Cheryl si girò impaurita, ma poi cercò di apparire forte.
"La devo restituire ad una persona." Penelope si arrabbiò ancora di più:
"E per quale ragione ce l'avresti tu?"
Penelope aspettò per pochi secondi, non dando neanche il tempo a Cheryl di rispondere.
"No anzi, non lo voglio sapere."
Le sventolò una mano davanti alla faccia, fermando ogni tentativo della figlia di rispondere.

"Devi toglierla Cheryl." Non glielo stava chiedendo davvero... Non l'avrebbe fatto, non voleva!
"E darla a me."
Rimase immobile, sentiva dentro di sé un blocco, come di pietra, e non riusciva a muovere un muscolo, sua madre le aveva teso una mano per prendere la giacca.

Alzò lo sguardo, incastrandolo in quello fermo della donna che più odiava al mondo.
"N-no.", lo sussurrò.
"Cheryl, per l'amor di Dio, ti ho sempre detto di parlare ad alta voce!" Neanche Penelope si mosse, rimase ferma nella stessa posizione di prima e anche il suo sguardo non cambiò. Non sembrava umana in quel momento.

Cheryl ripensò a Toni, alla sicurezza che le dava e prese coraggio.
"Ho detto no!" Serrò i pugni.
"È importante." La madre, se possibile, si arrabbiò ancora di più.

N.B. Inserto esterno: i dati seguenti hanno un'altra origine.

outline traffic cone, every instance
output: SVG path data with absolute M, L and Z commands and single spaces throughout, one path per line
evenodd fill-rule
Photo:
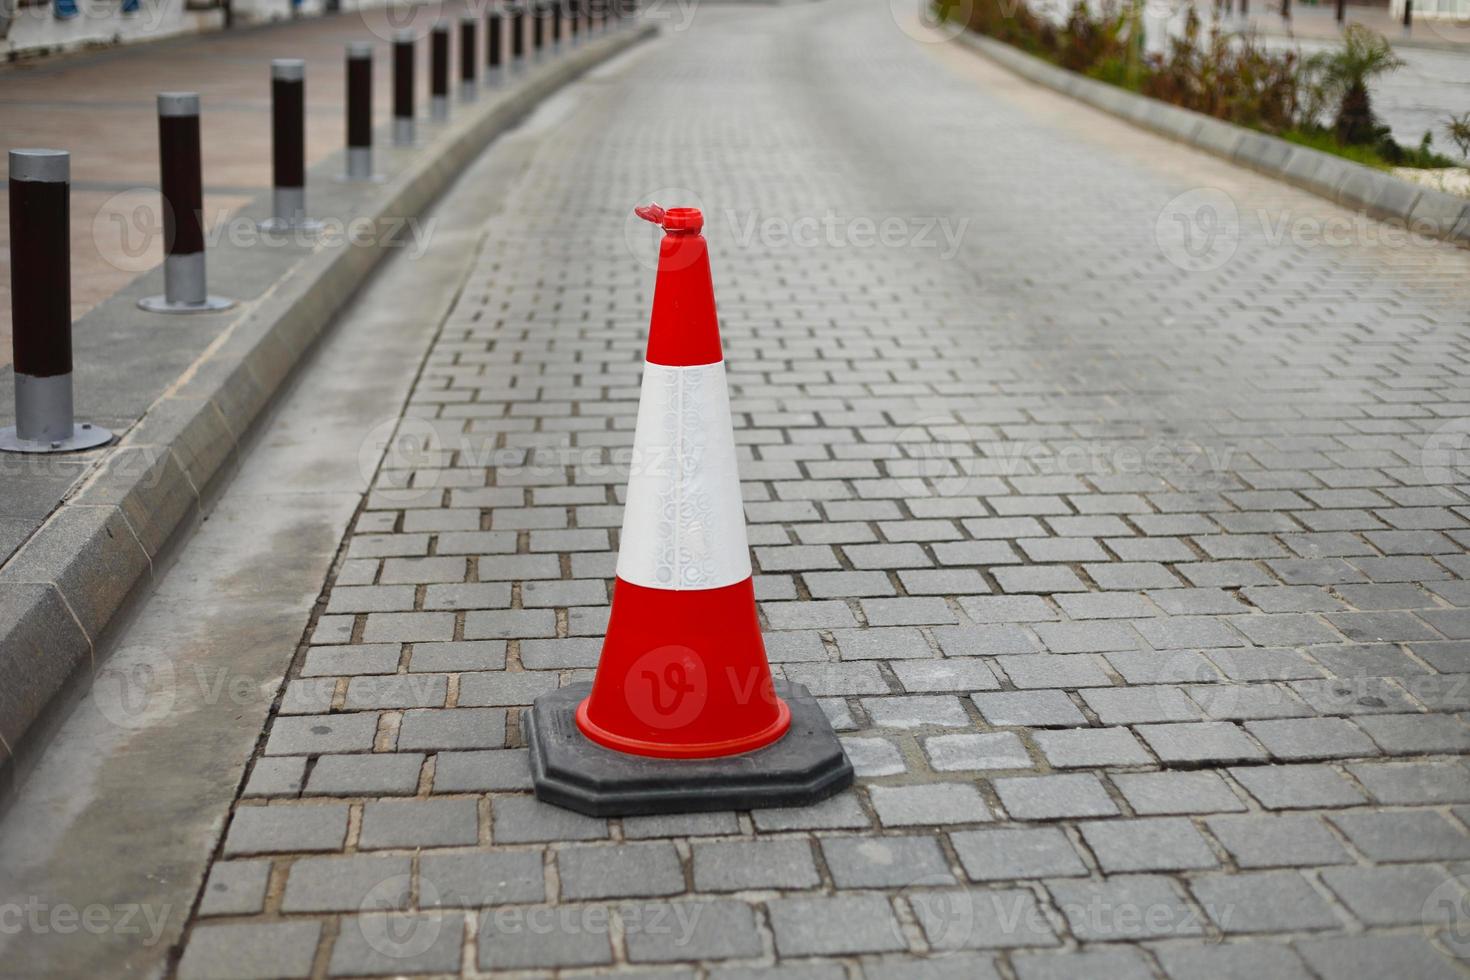
M 612 615 L 592 684 L 530 712 L 536 794 L 599 816 L 815 802 L 852 766 L 766 662 L 704 218 L 637 213 L 665 234 Z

"È importante Cheryl?! Sai cos'è davvero importante?! Certo che no, tu sei solo una ragazzina. Se ora esci di lì, le persone, i nostri vicini, gli abitanti di Riverdale ti vedranno con quella giacca, e poi? Cosa penseranno di noi? Eh? Ci collegheranno a quella gente." Fece una smorfia di disgusto, riferendosi ai Serpents.

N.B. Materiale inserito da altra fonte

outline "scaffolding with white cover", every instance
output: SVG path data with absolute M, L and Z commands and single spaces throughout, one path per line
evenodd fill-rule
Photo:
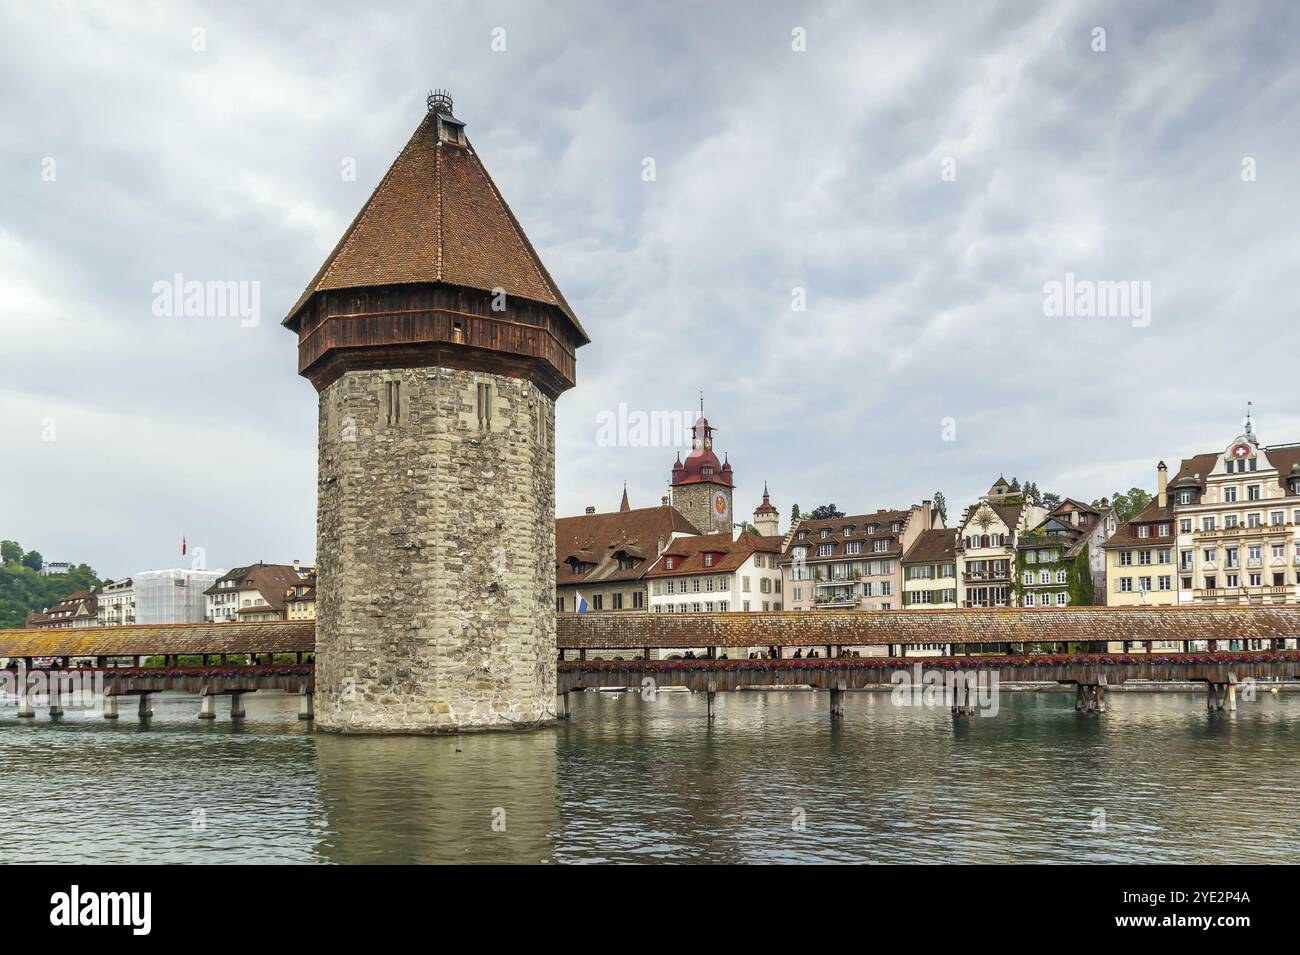
M 202 623 L 207 613 L 203 592 L 225 573 L 178 567 L 135 574 L 136 623 Z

"Macchierai il nome della famiglia Blossom, molto più di quanto tu non abbia già fatto con..." agitò le mani in aria, non voleva pronunciare quel che negava da sempre.
"...con le tue idee." finí il suo discorso e a Cheryl scese una lacrima solitaria. Non riusciva a controbattere. Non ci era mai riuscita con sua madre, non riusciva mai a dire niente, restava sempre in silenzio.

Assimilò le sue parole e le buttò giù in profondità, un giorno di questi sarebbe esplosa. Sorrise fintamente.
"Farò tardi a scuola, ci vediamo dopo." riuscì a sputare fuori quella frase e poi uscì di corsa di casa. Certo che non era in ritardo, anzi, era sin troppo presto ma non sarebbe riuscita a tenere quell'espressione finta un secondo di più.

Entrò nella sua macchina, comprata da poco grazie ad una piccola parte dei soldi di suo padre, il denaro di certo non le mancava.

Scoppiò a piangere, non sopportava più quella vita. Tutte quelle oppressioni, fingere ogni giorno per difesa e farsi odiare da tutti, poi tornare a casa e farsi odiare persino da sua madre. C'era per forza qualcosa di sbagliato in lei allora, perché sennò non sapeva spiegarsi come la gente riuscisse a non sopportarla. Nessuno le voleva bene, nessuno avrebbe lottato per lei. E allora, perché doveva farlo da sola? Lottare, per cosa? Per sentirsi sempre più triste fino a consumarsi l'anima?

Poi pensò a Toni, lei forse ci teneva. Ma davvero così tanto? Nella sua testa c'erano troppe domande e nessuna risposta. Prese dei fazzoletti e si asciugò le guance e gli occhi dalle lacrime.

Si immaginò Toni che stringeva le braccia intorno alle sue spalle e le faceva posare il viso sul suo petto: le diceva che era tutto ok, che le cose sarebbero andate per il meglio e che avrebbero lottato insieme.

Riaprí gli occhi. Toni non era lì con lei ma aveva la sua giacca che aveva il suo forte profumo, come se fosse lì e aveva anche la consapevolezza che l'avrebbe rivista a breve. Stava per rispondere ad alcune delle sue domande.
Si sentiva come se fosse passata un'eternità dall'ultima volta che si erano viste e invece era passato poco più di un giorno.

Guidò velocemente e arrivò a scuola, c'era pochissima gente. Solitamente Cheryl non arrivava così presto, si faceva attendere.

Scese dalla macchina e scosse i capelli, sorridendo: sulle labbra aveva il suo solito rossetto rosso. Cercò di scorgere Toni e la vide poco lontano, sulla sua moto, a parlare con Jughead.